Comunidade

Capacidade de produção da indústria está perto do limite

Desempenho da economia em %   Segmentos Fevereiro/Janeiro Fevereiro/Fevereiro Acum. no ano Acum.
03 de abril de 2019

Desempenho da economia em %

Segmentos

Fevereiro/Janeiro

Fevereiro/Fevereiro

Acum. no ano

Acum. em 12 meses

Indústria

13,6

5,8

-0,1

6,6

Comércio

-5,4

20,4

21,1

3,0

Serviços

-1,8

9,7

2,5

5,8

Geral

5,8

9,5

4,3

5,7

Enquanto o comércio ainda segue com sua atividade econômica estagnada, a indústria de Caxias do Sul está próxima do ponto de esgotamento de sua capacidade produtiva. Os principais sintomas desta condição são filas para entrega de produtos e alongamento de prazos, situação que exigiu o restabelecimento de três turnos de trabalho em boa parte das empresas, determinando a contratação de novos funcionários.

De forma a evitar o agravamento deste quadro, as indústrias elevaram investimentos, principalmente em máquinas e equipamentos automatizados e robotizados. Esta decisão se confirma no aumento das importações nos últimos meses. No primeiro bimestre foram investidos US$ 76 milhões, sendo mais de 30% em máquinas e equipamentos.

O dado faz parte do conjunto de informações econômicas divulgadas nesta terça (2) pela Câmara de Indústria, Comércio e Serviços (CIC) e Câmara dos Dirigentes Lojistas (CDL) de Caxias do Sul. “A economia caxiense chegou ao seu melhor momento desde 2005”, afirmou Astor Schimitt, integrante da diretoria de Economia, Finanças e Estatística da CIC. Para ele, somente um fato novo pode frear a continuidade deste processo de consolidação de um novo patamar de produção e vendas.

Também integrante da diretoria, Carlos Zignani entende que a cidade ingressou num ciclo virtuoso, que deve durar mais dois a três anos. Mas ponderou que é preciso a aprovação de reformas, como a da Previdência. “Tivemos alguns sobressaltos em março, que assustou alguns setores empresariais. Mas acredito na aprovação da proposta, o que garantirá a continuidade deste crescimento”, acrescentou.

Schmitt manifestou ainda que o crescimento atual origina-se da própria recuperação econômica. Ao contrário do que ocorreu em anos anteriores, quando medidas pontuais e tópicas adotadas pelo governo, como financiamentos de bens de capital a juros muito baixos, foram responsáveis pela demanda. “A retomada atual é civilizada”, definiu.

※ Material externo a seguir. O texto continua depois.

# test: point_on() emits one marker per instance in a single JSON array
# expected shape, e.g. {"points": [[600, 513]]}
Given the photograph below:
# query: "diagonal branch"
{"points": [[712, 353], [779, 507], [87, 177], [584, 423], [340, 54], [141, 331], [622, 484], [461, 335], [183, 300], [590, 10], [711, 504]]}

“Ainda temos uma dívida social”

Apesar do crescimento apurado na indústria nos últimos meses, a geração de empregos não tem acompanhado no mesmo nível. No período de 2014 a 2017, a cidade fechou mais de 25 mil vagas e, nos últimos 12 meses, tendo fevereiro como base, recuperou somente 5,1 mil. “Ainda temos uma dívida social para pagar”, afirmou Astor Schmitt, embora reconheça que dificilmente a indústria conseguirá repor estes quadros. Entende ser necessário investir na busca de novos empreendimentos e na diversificação da matriz econômica para restabelecer os números de anos anteriores, que superaram a casa de 183 mil postos de trabalho. Atualmente, são pouco mais de 166 mil.

Comércio segue letárgico

Embora acumule alta de 21% no primeiro bimestre sobre o mesmo período do ano passado, o comércio segue tendo problemas. A explicação, de acordo com Mosár Leandro Ness, assessor de economia e estatística da CDL, é a base de comparação muito baixa. “Os primeiros meses de 2018 foram muito ruins, situação que se estendeu ao longo de todo o ano. E, até agora, o comércio segue letárgico”, afirmou.

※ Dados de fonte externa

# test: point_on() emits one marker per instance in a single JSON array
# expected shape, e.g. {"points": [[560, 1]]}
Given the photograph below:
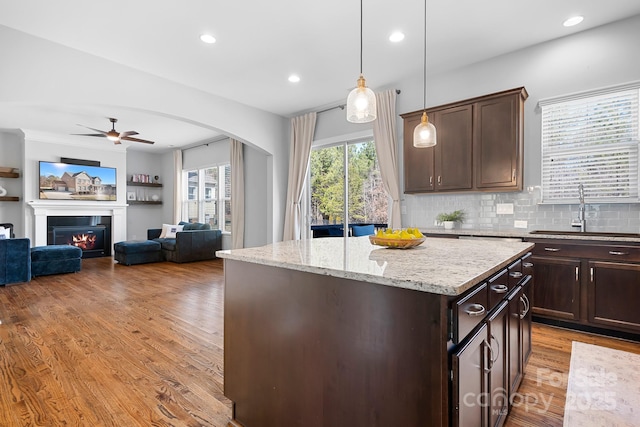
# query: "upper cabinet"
{"points": [[480, 146]]}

O sintoma mais contundente da gravidade da situação é o recuo de 5,4% no desempenho de fevereiro sobre janeiro, período marcado por férias na maioria das empresas da cidade. Excetuando-se os ramos de informática e telefonia e livraria, papelarias e brinquedos, os demais apuraram declínios. Dentre os mais afetados está o comércio de eletrodomésticos, móveis e bazar, com recuo quase 19%. Nem mesmo a Festa da Uva, que teve parte de sua programação em fevereiro, trouxe fôlego.

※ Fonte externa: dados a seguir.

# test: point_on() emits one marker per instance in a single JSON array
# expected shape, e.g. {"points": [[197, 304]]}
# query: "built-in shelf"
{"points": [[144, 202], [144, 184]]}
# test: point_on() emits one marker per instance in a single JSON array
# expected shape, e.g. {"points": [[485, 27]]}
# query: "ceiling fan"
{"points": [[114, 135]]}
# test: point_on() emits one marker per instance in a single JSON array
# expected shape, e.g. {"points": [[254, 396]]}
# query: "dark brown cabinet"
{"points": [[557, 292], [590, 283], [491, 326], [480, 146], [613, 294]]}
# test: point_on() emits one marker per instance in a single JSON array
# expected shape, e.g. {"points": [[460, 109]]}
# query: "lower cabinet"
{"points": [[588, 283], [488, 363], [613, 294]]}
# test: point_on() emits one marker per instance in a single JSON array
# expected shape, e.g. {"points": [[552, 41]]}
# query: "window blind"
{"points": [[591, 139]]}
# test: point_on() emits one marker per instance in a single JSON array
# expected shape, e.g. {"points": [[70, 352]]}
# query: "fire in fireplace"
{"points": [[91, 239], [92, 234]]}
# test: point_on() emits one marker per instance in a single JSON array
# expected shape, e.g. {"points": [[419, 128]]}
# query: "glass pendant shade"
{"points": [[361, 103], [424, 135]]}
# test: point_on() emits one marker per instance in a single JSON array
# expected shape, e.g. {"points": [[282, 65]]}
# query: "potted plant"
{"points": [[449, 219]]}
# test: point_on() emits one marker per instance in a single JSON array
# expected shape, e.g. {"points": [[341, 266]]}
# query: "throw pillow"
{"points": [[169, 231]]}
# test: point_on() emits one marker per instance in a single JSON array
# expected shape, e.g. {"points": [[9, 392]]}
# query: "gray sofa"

Para o economista, a expectativa é que haja uma reação nos próximos meses, embora lembre que a expectativa positiva de janeiro sofreu abalo em março. “Isto é desdobramento dos problemas políticos”, salientou. Reforçou que a Reforma da Previdência é imprescindível para que haja aceleração no crescimento. “Enquanto esta situação não se definir positivamente não acredito em retomada”, externou.